A pair of Tampa Bay Republicans filed bills in the House and Senate over the past week that would slap Florida with a full-on fracking ban come.
Fracking, shorthand for hydraulic fracturing, is a method of natural gas extraction that sees drillers inject a concoction of water and various chemicals into fault lines deep underground and at high pressure to force fossil fuels to the surface for collection.
Treasure Island state Rep. Kathleen Peters filed the House version, HB 237, last week, and Tampa state Sen. Dana Young followed it up with a Senate companion, SB 462, on Monday, the first day of interim committee weeks before the 2018 Legislative Session kicks off in January.
Their bills would prohibit all forms of “advanced well stimulation treatments,” meaning no high-pressure injections aimed at cracking the bedrock in search of black gold. Acid fracking – similar to hydraulic fracturing, with chemicals subbed in for water pressure to break through the rocks – is also expressly banned in the bills.
Non-fracking wells can carry on as usual, even if cleaning and maintenance requires operators to up the water pressure or use chemicals to restore ground permeability. So long as the pressure or pH doesn’t put a crack in the bedrock, it won’t be affected.
This isn’t Young’s or Peters’ first rodeo with fracking bills, which has become one of the major issues dividing Republican lawmakers the past few years.
Some lawmakers, including Republican Reps.
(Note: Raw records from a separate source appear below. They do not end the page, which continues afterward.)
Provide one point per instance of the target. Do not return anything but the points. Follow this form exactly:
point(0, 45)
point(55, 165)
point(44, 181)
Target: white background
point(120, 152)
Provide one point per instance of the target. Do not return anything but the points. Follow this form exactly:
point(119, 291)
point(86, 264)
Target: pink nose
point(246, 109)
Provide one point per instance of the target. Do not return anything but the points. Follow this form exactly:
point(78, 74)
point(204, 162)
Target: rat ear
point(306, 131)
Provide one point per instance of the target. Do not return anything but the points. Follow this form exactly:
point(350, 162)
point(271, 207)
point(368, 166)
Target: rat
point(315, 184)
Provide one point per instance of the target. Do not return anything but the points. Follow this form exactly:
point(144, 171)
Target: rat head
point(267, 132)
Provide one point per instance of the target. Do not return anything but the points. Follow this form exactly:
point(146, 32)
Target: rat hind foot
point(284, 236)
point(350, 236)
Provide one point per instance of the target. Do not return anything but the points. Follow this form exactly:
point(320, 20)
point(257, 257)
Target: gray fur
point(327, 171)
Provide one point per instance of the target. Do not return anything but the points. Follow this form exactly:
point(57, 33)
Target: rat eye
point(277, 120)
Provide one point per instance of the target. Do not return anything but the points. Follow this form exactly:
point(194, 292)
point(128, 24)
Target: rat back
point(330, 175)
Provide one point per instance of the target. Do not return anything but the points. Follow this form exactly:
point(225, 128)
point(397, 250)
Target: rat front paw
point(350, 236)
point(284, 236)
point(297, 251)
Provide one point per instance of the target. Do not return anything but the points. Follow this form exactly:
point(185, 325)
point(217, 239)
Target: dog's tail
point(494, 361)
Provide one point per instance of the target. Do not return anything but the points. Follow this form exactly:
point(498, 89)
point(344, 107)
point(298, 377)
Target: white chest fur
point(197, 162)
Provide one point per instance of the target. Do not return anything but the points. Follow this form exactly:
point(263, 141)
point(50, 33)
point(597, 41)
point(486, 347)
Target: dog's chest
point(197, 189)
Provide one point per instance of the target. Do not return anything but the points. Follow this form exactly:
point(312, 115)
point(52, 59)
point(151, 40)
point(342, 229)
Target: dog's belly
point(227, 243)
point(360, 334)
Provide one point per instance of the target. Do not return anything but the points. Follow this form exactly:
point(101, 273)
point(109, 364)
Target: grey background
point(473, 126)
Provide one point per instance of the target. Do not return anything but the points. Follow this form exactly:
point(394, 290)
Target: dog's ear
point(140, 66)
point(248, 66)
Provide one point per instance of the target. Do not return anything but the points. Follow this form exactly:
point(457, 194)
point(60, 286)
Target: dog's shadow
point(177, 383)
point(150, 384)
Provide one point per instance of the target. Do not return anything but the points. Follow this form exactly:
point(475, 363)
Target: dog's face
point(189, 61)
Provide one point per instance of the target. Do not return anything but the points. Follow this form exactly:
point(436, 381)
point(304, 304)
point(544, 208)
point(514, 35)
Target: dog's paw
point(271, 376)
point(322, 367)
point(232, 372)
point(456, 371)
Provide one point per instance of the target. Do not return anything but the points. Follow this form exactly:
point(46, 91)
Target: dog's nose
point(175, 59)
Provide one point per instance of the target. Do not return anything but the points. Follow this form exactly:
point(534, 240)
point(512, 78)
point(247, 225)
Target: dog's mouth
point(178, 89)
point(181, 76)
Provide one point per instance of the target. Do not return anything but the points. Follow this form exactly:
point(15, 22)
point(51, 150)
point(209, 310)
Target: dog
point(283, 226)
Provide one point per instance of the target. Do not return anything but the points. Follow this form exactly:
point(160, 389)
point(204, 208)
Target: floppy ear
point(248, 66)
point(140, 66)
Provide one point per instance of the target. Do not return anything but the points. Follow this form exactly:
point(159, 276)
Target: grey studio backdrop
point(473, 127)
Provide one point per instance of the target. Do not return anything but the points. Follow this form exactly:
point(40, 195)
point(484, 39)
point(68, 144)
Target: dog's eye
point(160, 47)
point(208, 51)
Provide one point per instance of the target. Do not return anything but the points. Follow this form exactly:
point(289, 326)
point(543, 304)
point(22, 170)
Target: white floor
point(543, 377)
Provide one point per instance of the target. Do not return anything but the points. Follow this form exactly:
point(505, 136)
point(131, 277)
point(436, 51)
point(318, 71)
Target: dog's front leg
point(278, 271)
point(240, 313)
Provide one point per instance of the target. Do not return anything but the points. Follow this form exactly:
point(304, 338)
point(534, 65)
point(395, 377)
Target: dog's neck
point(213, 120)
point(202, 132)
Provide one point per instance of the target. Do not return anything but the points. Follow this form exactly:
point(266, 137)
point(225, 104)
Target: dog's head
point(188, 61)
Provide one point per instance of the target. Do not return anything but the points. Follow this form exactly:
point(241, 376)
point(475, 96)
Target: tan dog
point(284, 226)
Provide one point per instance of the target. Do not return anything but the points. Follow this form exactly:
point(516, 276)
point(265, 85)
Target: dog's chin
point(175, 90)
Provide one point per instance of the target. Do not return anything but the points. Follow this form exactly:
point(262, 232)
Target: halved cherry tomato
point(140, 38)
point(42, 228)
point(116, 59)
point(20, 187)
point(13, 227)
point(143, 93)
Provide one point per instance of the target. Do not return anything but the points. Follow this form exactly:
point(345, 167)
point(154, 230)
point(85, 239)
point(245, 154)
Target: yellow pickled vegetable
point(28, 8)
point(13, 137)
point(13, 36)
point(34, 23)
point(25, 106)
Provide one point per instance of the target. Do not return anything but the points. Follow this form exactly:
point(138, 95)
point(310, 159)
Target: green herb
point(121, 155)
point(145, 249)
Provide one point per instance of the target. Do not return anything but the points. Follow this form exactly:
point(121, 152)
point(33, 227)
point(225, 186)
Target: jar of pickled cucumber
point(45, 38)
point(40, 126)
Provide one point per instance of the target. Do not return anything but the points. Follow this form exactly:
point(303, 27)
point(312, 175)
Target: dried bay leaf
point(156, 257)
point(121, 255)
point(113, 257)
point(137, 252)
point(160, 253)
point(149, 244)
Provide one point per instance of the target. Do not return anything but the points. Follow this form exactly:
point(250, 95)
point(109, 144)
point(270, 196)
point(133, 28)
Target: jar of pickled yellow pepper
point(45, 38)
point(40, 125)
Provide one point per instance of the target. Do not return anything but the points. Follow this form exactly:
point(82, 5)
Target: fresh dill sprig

Mike Miller and Ray Rodrigues, say a ban would be “foolish” before a scientific study on how fracking could affect the Sunshine state, while others say they’ve seen enough from the states that embraced fracking – or heard enough from their constituents – and want the ban on the books post-haste.
Young fought for the ban in the spring, but the measure sputtered out in the middle of the 2017 Legislative Session mainly due to the study-first camp.
Young was on the pro-study train in the 2016 Legislative Session when she was in the House, but in 2017 was trying to make good on a promise she made to voters during her campaign against Bob Buesing last fall.
Peters also backed the study bill, sponsored by former Naples Republican Sen. Garett Richter, and got pawed at by her 2016 opponent as well.
“The only bill that was presented to any legislator to stop fracking in Florida was that bill,” Peters said at the time. ”So in my opinion, anyone who opposes that bill, then supports what happened and now anyone can come into this state and do fracking. Anyone who voted no was absolutely irresponsible, because we do not have a moratorium on it.”
While fracking has unlocked wells of energy leading to rock-bottom natural gas prices, it has also been implicated in ground and surface water contamination and is likely a direct cause of earthquakes, including the string of shakers that vaulted Oklahoma well past West Coast states in total number of earthquakes in the 2010s.
Pro-fracking groups rebut those claims, but the scientific community has been consistent in linking the drilling technique to environmental damage.
Anti-fracking groups say Florida’s aquifer and the soluble limestone foundation much of the peninsula rests on would make the state even more vulnerable to damage from fracking, especially compared to low-population states such as South Dakota.